Your Muscles Dispose of 80% of Blood Glucose After a Meal
Resistance training preserves the skeletal-muscle glucose sink that shrinks with age and inactivity.
Most people think of muscle as something that helps them carry groceries. In metabolic terms, skeletal muscle is the single largest site of glucose disposal in the human body. When this tissue shrinks, through ageing, inactivity, or inadequate protein intake, fasting glucose and insulin resistance quietly worsen, often years before a diabetes diagnosis.
The mechanism: muscle as a glucose sink
After a meal, insulin signals muscle cells to activate GLUT4 transporters, pulling glucose out of the bloodstream and into muscle fibres for storage as glycogen. Larger, more active muscles have more GLUT4 receptors and greater glycogen storage capacity. Resistance training also activates AMPK, a pathway that drives glucose uptake independently of insulin, meaning the benefit persists even in people who already have some insulin resistance (DeFronzo, Diabetes, 1988). In effect, every kilogram of trained muscle acts like an additional glucose-clearing organ.
Adults who lose muscle mass after 40 lose their primary glucose-disposal system, the biological equivalent of downsizing 80% of your waste-processing infrastructure.
The evidence
The European Working Group on Sarcopenia (Cruz-Jentoft, Age and Ageing, 2019) established that muscle loss begins measurably after age 30 and accelerates after 60, with rates of 3 to 8% loss per decade. In Indian populations, vegetarian diets averaging 0.6 to 0.8 g protein per kg bodyweight, below the 1.0 to 1.2 g/kg recommended for adults over 40, may accelerate this timeline (Kurpad, Indian Journal of Medical Research, 2020). A meta-analysis of 12 RCTs showed that progressive resistance training two to three times per week reduced HbA1c by 0.34% in adults with type 2 diabetes and improved insulin sensitivity in pre-diabetic adults (Gordon, Diabetes Care, 2009). The American College of Sports Medicine recommends adults train each major muscle group two to three days per week using loads that cause fatigue within 8 to 15 repetitions (ACSM, Medicine & Science in Sports & Exercise, 2021).
What to do
Begin with two sessions per week of compound movements, squats, deadlifts, rows, and presses, using a load heavy enough that the last two repetitions of each set feel genuinely difficult. If you are vegetarian, track protein intake: aim for 1.0 to 1.2 g per kg bodyweight per day, using dal, paneer, curd, soy, and whey if needed (a 70 kg person needs 70 to 84 g daily). A DEXA body-composition scan (available at most Indian metro labs for ₹2,000 to 4,000) can give you a baseline lean-mass measurement.
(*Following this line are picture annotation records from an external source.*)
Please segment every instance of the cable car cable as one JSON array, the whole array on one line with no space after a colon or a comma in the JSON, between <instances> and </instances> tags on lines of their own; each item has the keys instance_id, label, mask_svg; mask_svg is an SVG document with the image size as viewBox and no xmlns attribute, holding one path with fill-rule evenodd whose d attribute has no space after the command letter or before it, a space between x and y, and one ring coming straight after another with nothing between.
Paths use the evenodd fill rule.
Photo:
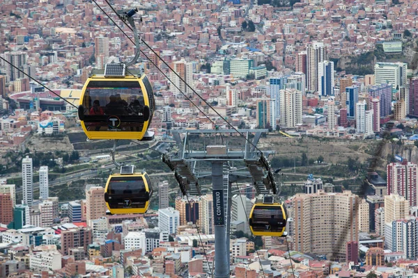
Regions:
<instances>
[{"instance_id":1,"label":"cable car cable","mask_svg":"<svg viewBox=\"0 0 418 278\"><path fill-rule=\"evenodd\" d=\"M289 249L289 243L287 241L287 236L285 238L286 238L286 245L288 247L288 254L289 254L289 261L291 261L291 266L292 267L292 273L293 274L293 277L295 277L296 276L295 276L295 270L293 269L293 263L292 263L292 258L291 257L291 250Z\"/></svg>"},{"instance_id":2,"label":"cable car cable","mask_svg":"<svg viewBox=\"0 0 418 278\"><path fill-rule=\"evenodd\" d=\"M104 10L98 4L98 3L95 1L95 0L93 0L93 1L98 6L98 7L99 7L99 8L100 10L102 10L102 11L103 13L104 13L104 14L112 21L112 22L116 24L116 23L114 22L114 21L113 21L113 19L111 19L111 18L109 16L109 15L107 15ZM118 13L118 12L116 12L116 10L114 9L114 8L112 6L112 5L108 1L108 0L104 0L104 1L107 3L107 5L110 7L110 8L114 12L114 13L118 16L118 17L121 18L119 14ZM127 23L126 23L125 21L123 21L123 23L132 31L132 28L127 24ZM119 29L125 34L125 35L126 35L127 38L130 38L130 40L132 41L132 39L130 39L130 38L123 31L122 31L122 29L117 25L116 24L118 28L119 28ZM180 79L180 80L181 80L185 85L186 85L199 99L201 99L208 106L209 106L215 113L215 114L217 114L220 118L222 118L229 126L231 126L232 128L232 129L233 129L234 131L235 131L236 132L238 133L238 134L240 134L241 136L242 136L242 138L244 138L245 139L245 140L247 140L251 145L252 145L255 149L257 149L258 152L260 152L261 153L263 153L263 152L258 149L257 147L257 146L256 146L254 144L253 144L252 142L251 142L249 139L247 139L244 134L242 134L241 132L240 132L237 129L235 129L232 124L231 124L229 122L228 122L226 120L225 120L219 113L219 112L217 112L210 104L209 104L209 103L208 101L206 101L206 100L205 99L203 99L199 94L197 93L197 92L196 92L196 90L192 88L185 80L183 77L181 77L180 76L180 74L178 74L171 67L170 67L170 65L169 64L167 64L167 63L164 60L164 59L162 58L161 58L161 56L157 53L155 52L155 51L154 49L153 49L153 48L151 47L150 47L150 45L148 44L147 44L144 40L142 40L142 43L147 47L153 54L154 55L155 55L170 70L171 70L171 72L173 72L174 73L174 74L176 74L177 76L177 77L178 77ZM144 51L141 51L141 52L142 52L142 54L144 54L144 56L150 61L151 60L148 58L148 56L144 53ZM151 62L153 63L153 62ZM155 65L153 63L153 64L154 65ZM157 67L158 68L158 67ZM164 76L167 76L164 74ZM168 79L168 78L167 78ZM169 79L168 79L170 82L173 83ZM177 87L176 87L177 88ZM192 100L188 97L186 97L185 95L180 91L180 92L187 99L187 100L189 100L190 102L192 102L194 105L194 103L193 101L192 101ZM196 106L196 105L195 105ZM196 106L196 107L197 107ZM201 111L199 109L199 111ZM203 112L202 112L203 113ZM203 113L203 115L205 115L206 116L206 117L208 118L208 116L206 115L206 114L205 114L204 113ZM213 122L211 121L212 123Z\"/></svg>"},{"instance_id":3,"label":"cable car cable","mask_svg":"<svg viewBox=\"0 0 418 278\"><path fill-rule=\"evenodd\" d=\"M242 205L242 210L244 211L244 213L245 213L245 219L247 219L247 223L248 224L248 227L249 228L249 226L250 226L249 218L248 217L248 213L247 213L247 211L245 210L245 206L244 206L244 201L242 201L242 195L241 195L241 193L240 193L240 187L238 186L238 181L235 181L235 186L237 187L237 189L238 190L238 196L239 196L240 199L241 200L241 204ZM251 233L251 236L253 238L255 238L254 235L252 234L252 231L251 231L251 229L249 230L249 232ZM261 268L261 271L263 272L263 277L264 278L265 278L265 273L264 272L264 269L263 268L263 265L261 264L261 259L260 259L260 254L258 254L258 250L256 250L255 251L257 253L257 256L258 257L258 263L260 263L260 267Z\"/></svg>"},{"instance_id":4,"label":"cable car cable","mask_svg":"<svg viewBox=\"0 0 418 278\"><path fill-rule=\"evenodd\" d=\"M107 17L109 17L109 19L113 22L114 24L115 24L115 26L116 27L118 27L118 28L131 41L132 43L133 43L134 44L135 44L135 42L130 38L130 37L129 35L127 35L127 34L126 33L125 33L125 31L123 30L122 30L122 28L114 22L114 20L110 17L110 15L109 15L104 10L103 10L103 8L102 8L102 7L100 7L100 6L95 1L95 0L92 0L95 4L96 6L103 12L103 13L104 13L104 15L106 15L107 16ZM111 8L115 12L115 13L116 14L116 15L118 16L118 17L121 18L119 17L119 15L118 14L118 13L113 8L113 7L111 6ZM124 21L123 21L124 23L126 24L126 22L125 22ZM132 31L132 28L130 26L127 25L128 26L128 28ZM141 40L142 43L144 43L145 42ZM149 48L150 47L146 44L147 47ZM170 83L171 83L171 84L173 84L174 85L174 87L176 87L176 88L177 90L178 90L178 91L189 101L192 103L192 104L193 104L193 106L194 107L196 107L197 108L197 110L199 110L205 117L206 117L206 118L208 118L208 120L209 120L209 121L210 121L210 122L212 122L212 124L213 124L213 126L216 126L215 123L209 117L209 116L208 116L201 108L199 108L199 106L194 104L194 102L192 101L192 99L190 99L190 98L189 97L187 97L186 95L186 94L185 94L180 88L178 88L178 86L177 85L176 85L173 81L171 81L171 79L170 79L170 78L162 71L162 70L161 70L160 67L158 67L158 66L157 65L155 65L155 63L154 63L154 61L153 61L146 54L145 52L144 52L141 49L139 49L139 51L141 51L141 53L153 64L153 65L154 67L155 67L155 68L157 70L158 70L158 71L160 72L161 72L161 74L169 81L170 81ZM158 56L160 58L160 56ZM160 58L160 59L161 59L161 58ZM165 63L165 62L164 62ZM169 67L171 69L171 67Z\"/></svg>"},{"instance_id":5,"label":"cable car cable","mask_svg":"<svg viewBox=\"0 0 418 278\"><path fill-rule=\"evenodd\" d=\"M186 199L187 199L187 203L189 203L189 207L191 208L192 205L190 204L190 201L189 200L189 196L187 196L187 195L185 196L186 196ZM206 258L206 263L208 263L208 266L209 267L209 270L210 270L210 274L213 277L213 272L212 271L212 268L210 268L210 265L209 264L209 260L208 259L208 254L206 254L206 250L205 250L205 247L203 246L203 242L202 241L202 238L201 238L200 233L199 231L199 227L197 227L197 224L196 224L196 221L194 222L194 226L196 226L196 230L197 231L197 235L199 236L199 239L200 240L201 245L202 245L202 248L203 249L203 254L205 254L205 257Z\"/></svg>"},{"instance_id":6,"label":"cable car cable","mask_svg":"<svg viewBox=\"0 0 418 278\"><path fill-rule=\"evenodd\" d=\"M45 88L45 89L47 89L47 90L49 90L49 92L51 92L52 93L53 93L54 95L55 95L56 96L57 96L58 97L59 97L60 99L61 99L62 100L63 100L64 101L65 101L66 103L68 103L68 104L70 104L72 106L75 107L76 109L78 109L78 107L77 107L75 105L72 104L71 102L68 101L67 99L64 99L63 97L62 97L61 96L60 96L59 95L58 95L56 92L54 92L52 90L49 89L48 87L45 86L42 83L39 82L38 80L36 80L33 77L31 76L29 74L26 74L23 70L20 70L19 67L16 67L15 65L13 65L13 63L8 61L7 60L6 60L4 58L3 58L1 56L0 56L0 59L3 60L6 63L7 63L8 64L9 64L12 67L13 67L15 69L17 70L18 71L20 71L20 72L22 72L22 74L24 74L24 75L26 75L26 76L28 76L29 78L30 78L31 79L32 79L33 81L34 81L35 82L36 82L37 83L38 83L39 85L40 85L41 86L42 86L43 88Z\"/></svg>"}]
</instances>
If your fasting glucose is already in the 100 to 125 mg/dL range, bringing this data to your doctor alongside a strength-training plan is worth a conversation.
Key Takeaways
- •Skeletal muscle handles roughly 80% of post-meal glucose disposal, losing muscle mass directly impairs blood-sugar control.
- •Resistance training 2 to 3 times per week can lower HbA1c by about 0.3 to 0.4%, a clinically meaningful change.
- •Indian vegetarian diets often fall short of the 1.0 to 1.2 g protein per kg needed to preserve muscle after 40, tracking intake matters.
- •A DEXA scan provides a baseline lean-mass number to track over time, alongside fasting glucose and HbA1c.